The Real-Time Shields options allows you to monitor the program as it continuously scans various aspects of your computer such as email, IM, network etc.
The Additional Protection features include an interesting “sandbox”, wherein suspicious programs can, apparently, be test run within a protected environment, ensuring your system will not be affected should the program turn out to be infected. Here, you can also access the “WebRep browser plugins, which maintain a database of the reputation of a particular website, informing you of such for the sites you visit. The plugins can also be uninstalled from here.
The Maintenance features allow manual updates of the program and virus definitions, should you prefer to do this manually rather than automatically.
Generally, most of the settings you would access most frequently are quickly and easily available on the main user interface, which is clear and concise, though more detailed settings are available via the Settings button at the top, should you wish to change the program’s default behaviour.
You have the options to change tray icons, popup duration, automatic update parameters, how much disk space to allow for storage of infected files, password protect the program, language, sounds etc. There is also an option to use “Silent/Gaming Mode” (also available on the tray icon context menu), which stops the program from playing sounds and displaying popups should you be playing a game or using a full screen application. Also on the context menu is the facility to disable the program from monitoring activity for a specified period of time, until rest or permanently; invocation of which shows a dialogue confirmation box. Such allows you to stop the program whilst, perhaps, running a particularly resource hungry game or similar.
Scanning emails is what most people will be concerned about and theres’ nothing more frustrating than an antivirus program which takes an age to scan your outgoing emails or causes a timeout whilst doing so.
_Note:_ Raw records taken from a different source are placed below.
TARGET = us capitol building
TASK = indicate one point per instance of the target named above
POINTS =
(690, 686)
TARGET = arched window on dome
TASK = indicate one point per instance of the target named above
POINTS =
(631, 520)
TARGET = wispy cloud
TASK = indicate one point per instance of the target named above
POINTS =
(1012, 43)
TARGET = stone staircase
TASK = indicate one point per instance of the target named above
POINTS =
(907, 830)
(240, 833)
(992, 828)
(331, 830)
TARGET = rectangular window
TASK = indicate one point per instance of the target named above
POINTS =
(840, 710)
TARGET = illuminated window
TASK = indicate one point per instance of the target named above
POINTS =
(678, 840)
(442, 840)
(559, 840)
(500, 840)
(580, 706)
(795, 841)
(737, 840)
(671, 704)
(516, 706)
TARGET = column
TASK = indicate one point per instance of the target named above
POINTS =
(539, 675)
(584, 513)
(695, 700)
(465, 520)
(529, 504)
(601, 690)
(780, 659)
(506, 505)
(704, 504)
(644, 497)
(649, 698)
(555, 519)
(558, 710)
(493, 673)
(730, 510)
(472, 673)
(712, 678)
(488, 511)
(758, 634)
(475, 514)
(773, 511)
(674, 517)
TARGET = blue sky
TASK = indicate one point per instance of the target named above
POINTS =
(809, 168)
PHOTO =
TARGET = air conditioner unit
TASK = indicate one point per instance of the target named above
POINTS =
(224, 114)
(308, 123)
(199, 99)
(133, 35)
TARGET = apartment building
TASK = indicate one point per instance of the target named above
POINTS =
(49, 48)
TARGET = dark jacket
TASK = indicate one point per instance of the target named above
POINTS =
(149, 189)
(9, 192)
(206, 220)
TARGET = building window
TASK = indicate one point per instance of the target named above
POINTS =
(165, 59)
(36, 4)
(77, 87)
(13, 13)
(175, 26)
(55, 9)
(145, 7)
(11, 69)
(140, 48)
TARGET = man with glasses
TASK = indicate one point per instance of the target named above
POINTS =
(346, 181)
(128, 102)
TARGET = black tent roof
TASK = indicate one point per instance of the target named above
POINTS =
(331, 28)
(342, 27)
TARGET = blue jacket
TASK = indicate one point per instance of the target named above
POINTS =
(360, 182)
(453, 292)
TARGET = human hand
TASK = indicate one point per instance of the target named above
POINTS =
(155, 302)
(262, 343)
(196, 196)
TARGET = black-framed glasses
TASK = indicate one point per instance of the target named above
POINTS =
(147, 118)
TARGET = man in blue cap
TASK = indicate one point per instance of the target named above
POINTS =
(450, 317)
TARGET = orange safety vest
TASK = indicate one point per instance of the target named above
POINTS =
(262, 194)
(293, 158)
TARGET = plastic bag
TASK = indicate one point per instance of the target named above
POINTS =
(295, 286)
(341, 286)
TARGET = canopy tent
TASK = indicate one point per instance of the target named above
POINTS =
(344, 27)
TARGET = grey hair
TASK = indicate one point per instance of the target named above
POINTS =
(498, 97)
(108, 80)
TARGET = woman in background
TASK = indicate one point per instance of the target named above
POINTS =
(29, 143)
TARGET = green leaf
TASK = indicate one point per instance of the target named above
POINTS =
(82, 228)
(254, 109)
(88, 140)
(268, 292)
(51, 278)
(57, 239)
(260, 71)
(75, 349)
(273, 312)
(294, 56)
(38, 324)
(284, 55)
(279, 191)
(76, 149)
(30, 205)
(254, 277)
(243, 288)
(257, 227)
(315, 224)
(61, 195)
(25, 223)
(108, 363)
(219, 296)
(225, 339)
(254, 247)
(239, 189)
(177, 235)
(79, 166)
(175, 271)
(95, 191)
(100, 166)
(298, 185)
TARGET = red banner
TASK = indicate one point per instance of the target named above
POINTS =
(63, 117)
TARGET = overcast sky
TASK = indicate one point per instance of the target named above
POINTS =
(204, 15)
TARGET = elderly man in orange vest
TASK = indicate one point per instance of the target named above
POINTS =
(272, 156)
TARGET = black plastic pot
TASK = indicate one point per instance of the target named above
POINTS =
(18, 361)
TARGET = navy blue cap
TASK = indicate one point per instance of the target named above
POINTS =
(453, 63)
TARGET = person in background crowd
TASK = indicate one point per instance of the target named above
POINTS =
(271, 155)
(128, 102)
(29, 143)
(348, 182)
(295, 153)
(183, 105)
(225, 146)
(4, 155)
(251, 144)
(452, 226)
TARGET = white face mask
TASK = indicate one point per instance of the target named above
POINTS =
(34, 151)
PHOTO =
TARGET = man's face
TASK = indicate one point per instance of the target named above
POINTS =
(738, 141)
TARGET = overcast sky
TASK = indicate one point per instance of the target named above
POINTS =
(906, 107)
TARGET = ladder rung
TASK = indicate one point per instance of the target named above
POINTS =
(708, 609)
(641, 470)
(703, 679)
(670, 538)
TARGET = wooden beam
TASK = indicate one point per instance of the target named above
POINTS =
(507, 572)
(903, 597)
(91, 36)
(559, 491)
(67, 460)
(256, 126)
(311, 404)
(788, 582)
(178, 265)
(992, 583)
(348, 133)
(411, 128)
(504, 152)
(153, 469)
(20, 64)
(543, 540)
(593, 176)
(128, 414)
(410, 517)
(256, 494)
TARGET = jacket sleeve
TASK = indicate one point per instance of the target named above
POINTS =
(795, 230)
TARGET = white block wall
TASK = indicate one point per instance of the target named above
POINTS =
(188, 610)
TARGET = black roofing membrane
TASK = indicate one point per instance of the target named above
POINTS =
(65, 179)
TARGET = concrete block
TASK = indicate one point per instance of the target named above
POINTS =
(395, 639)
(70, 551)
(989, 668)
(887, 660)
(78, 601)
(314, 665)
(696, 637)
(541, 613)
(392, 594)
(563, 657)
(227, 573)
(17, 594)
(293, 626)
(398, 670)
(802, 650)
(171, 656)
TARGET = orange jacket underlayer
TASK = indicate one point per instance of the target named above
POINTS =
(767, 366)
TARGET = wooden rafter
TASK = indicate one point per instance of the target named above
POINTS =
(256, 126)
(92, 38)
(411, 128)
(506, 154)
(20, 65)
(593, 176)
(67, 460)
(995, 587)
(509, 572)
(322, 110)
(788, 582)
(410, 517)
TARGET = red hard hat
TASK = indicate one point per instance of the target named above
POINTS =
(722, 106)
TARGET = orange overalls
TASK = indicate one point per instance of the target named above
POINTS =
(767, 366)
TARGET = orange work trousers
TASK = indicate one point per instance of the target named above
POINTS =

I tested the program with a 5mb attachment (using Outlook Express), which didn’t seem to be unduly delayed by the program. Unfortunately, the program reports that it can’t scan emails with Windows Live due to the type of security employed, though in OE (which I use for Yahoo mail and Gmail), you can change the security settings to allow Avast to scan emails. Should you wish not to use Avast to scan your emails, however, you can disable this facility within the program’s advanced settings.
In conclusion, the program is well designed and very polished; it’s features readily accessible and customisable. It scans when asked to and monitors what I want. It doesn’t seem to be particularly intrusive once the non-critical popups and sounds are disabled, nor does it appear to be any more resource hungry than other, similar programs. It updates frequently and efficiently and, as far as the “Home” version is concerned, is totally free.
The most important question is, however, does it actually work?
It didn’t pick up any viruses whilst scanning, but do I have one to find? Well, as I pointed out before, by a combination of care and some common sense, I haven’t been infected in some time, though I’ve always been concerned that I might be. I’m more than happy that nothing untoward was reported by the program, and I think I’ll keep it installed; it’s a bit more peace of mind after all.